Que veulent les étudiants et les universitaires de Boğaziçi ?
Etudiant : « Ce que la communauté de Boğaziçi veut ; c’est l’environnement éducatif libre et indépendant qui n’est pas interrompu, c’est que les recteurs fiduciaires quittent par une décision présidentielle avec lesquelles ils sont venus et que l’université choisisse son propre recteur. Nous voulons que nos amis qui ont été arrêtés pendant les manifestations soient libérés, que les associations et organisations qui ont été bloqués à cause des administrateurs soient rendus aux étudiant.e.s, en particulier l’association de LGBTI+. Nous voulons que la police ne reste plus dans notre université, même à la porte d’entrée. Nous ne voulons pas le non-sens de l’enseignement en ligne que les étudiant.e.s préparatoires vivent à cause de l’administration actuelle. Ce qu’on veut, c’est l’utilisation correcte des ressources de l’université ; c’est que nos professeurs qui sont interdits d’entrer à la fac, dont les cours sont annulés et qui n’ont plus le droit de parler, reçoivent le respect qu’ils méritent. Nous voulons le retrait du gouvernement actuel et son régime fasciste et oppresseur, la résolution des problemes de logement de nos amis, et la création d’une université autonome. »
Manifestations à Kadıköy, 2 Février 2021.
Le président Erdogan vous a traité de terroriste. Quels sont vos commentaires sur ce sujet ?
Etudiant : « À ce stade, je ne pense pas que le président Erdoğan, les politiciens pro-erdoğan et les médias pro-erdoğan puissent imaginer à quel point ils sont tombés bas et triste en attribuant ces adjectifs et d’autres similaires aux étudiants les plus précieux de l’université la plus précieuse du pays.
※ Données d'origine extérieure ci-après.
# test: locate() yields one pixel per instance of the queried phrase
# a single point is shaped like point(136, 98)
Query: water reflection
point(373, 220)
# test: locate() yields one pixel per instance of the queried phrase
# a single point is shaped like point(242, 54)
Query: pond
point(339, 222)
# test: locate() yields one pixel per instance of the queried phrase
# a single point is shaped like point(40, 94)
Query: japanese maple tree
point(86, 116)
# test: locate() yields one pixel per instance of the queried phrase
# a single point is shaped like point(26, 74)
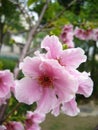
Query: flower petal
point(30, 65)
point(70, 108)
point(86, 85)
point(47, 101)
point(27, 90)
point(72, 57)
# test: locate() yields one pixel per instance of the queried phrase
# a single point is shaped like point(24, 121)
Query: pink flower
point(46, 82)
point(66, 57)
point(85, 82)
point(6, 83)
point(33, 119)
point(3, 99)
point(95, 34)
point(14, 126)
point(2, 127)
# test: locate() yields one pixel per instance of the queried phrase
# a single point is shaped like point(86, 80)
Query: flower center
point(45, 81)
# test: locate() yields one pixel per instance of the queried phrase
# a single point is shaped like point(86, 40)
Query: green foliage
point(8, 62)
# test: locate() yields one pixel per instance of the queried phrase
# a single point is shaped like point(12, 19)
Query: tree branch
point(31, 35)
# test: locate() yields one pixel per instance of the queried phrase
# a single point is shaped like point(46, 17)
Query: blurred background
point(28, 22)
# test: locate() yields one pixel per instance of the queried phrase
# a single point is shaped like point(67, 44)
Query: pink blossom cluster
point(68, 34)
point(52, 80)
point(6, 85)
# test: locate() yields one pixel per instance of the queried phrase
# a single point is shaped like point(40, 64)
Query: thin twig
point(30, 37)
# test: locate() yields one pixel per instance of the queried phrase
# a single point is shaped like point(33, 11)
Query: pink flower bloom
point(2, 127)
point(33, 119)
point(47, 83)
point(66, 57)
point(95, 34)
point(67, 35)
point(6, 83)
point(3, 99)
point(83, 34)
point(14, 126)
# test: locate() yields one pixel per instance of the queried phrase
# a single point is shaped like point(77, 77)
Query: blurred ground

Il est inacceptable de ne pas essayer de comprendre et de marginaliser les membres d’une université qui a élevé les personnes les plus précieuses du pays depuis sa fondation, où chaque mère fait de son mieux pour envoyer son enfant. Essayer de retourner nos policiers, procureurs et juges autour de qui nous devons nous sentir en sécurité contre nous, de les faires confronter avec les étudiant.e.s, de les faires taire est une phénomène que chacun devrait juger sur sa conscience. Je pense que c’est l’une des plus grandes responsabilités de l’État pour la Turquie de ne pas perdre de telles valeurs mais de les protéger. »
L’entretien est préparé de la manière anonyme car une opposition au régime Erdoğan peut se terminer par une peine de prison. Depuis le début des manifestations, des dizaines d’étudiant.e.s ont été arrêtés. Deux étudiants, Berke et Perit, sont toujours en détention.
Qu’est-ce qui s’est passé au début des manifestations ?
Le gouverneur d’Istanbul, Ali Yerlikaya, et des gouverneurs des districts ont interdit les manifestations dans les quartiers de Beşiktaş et Sarıyer sous le prétexte de COVID-19. Les manifestations devaient alors avoir lieu à Kadıköy en raison de cette décision. Cependant, les étudiant.e.s n’étaient pas accepté aux ferrys, ils ont été descendus des bus par la police. Un officier de police a ordonné les détenus agressivement de ne pas soutenir le regard. En réponse, le mouvement étudiant a pris position contre les tortures psychologiques et physiques auxquelles ils ont été soumis, avec le slogan « Nous n’allons pas baisser les yeux ».
Les universitaires protestant contre les arrestations, écrit sur la bannière « Nous ne baissons pas les yeux, nous n’acceptons pas, nous n’abandonnons pas. », 3 Février 2021.
Les équipes des Forces Spéciales d’Interventions de la police (PÖH) faisant une descente dans les maisons où vivent les étudiants “terroristes”, selon le président du pays, afin d’empêcher la manifestation, 6 Janvier 2021.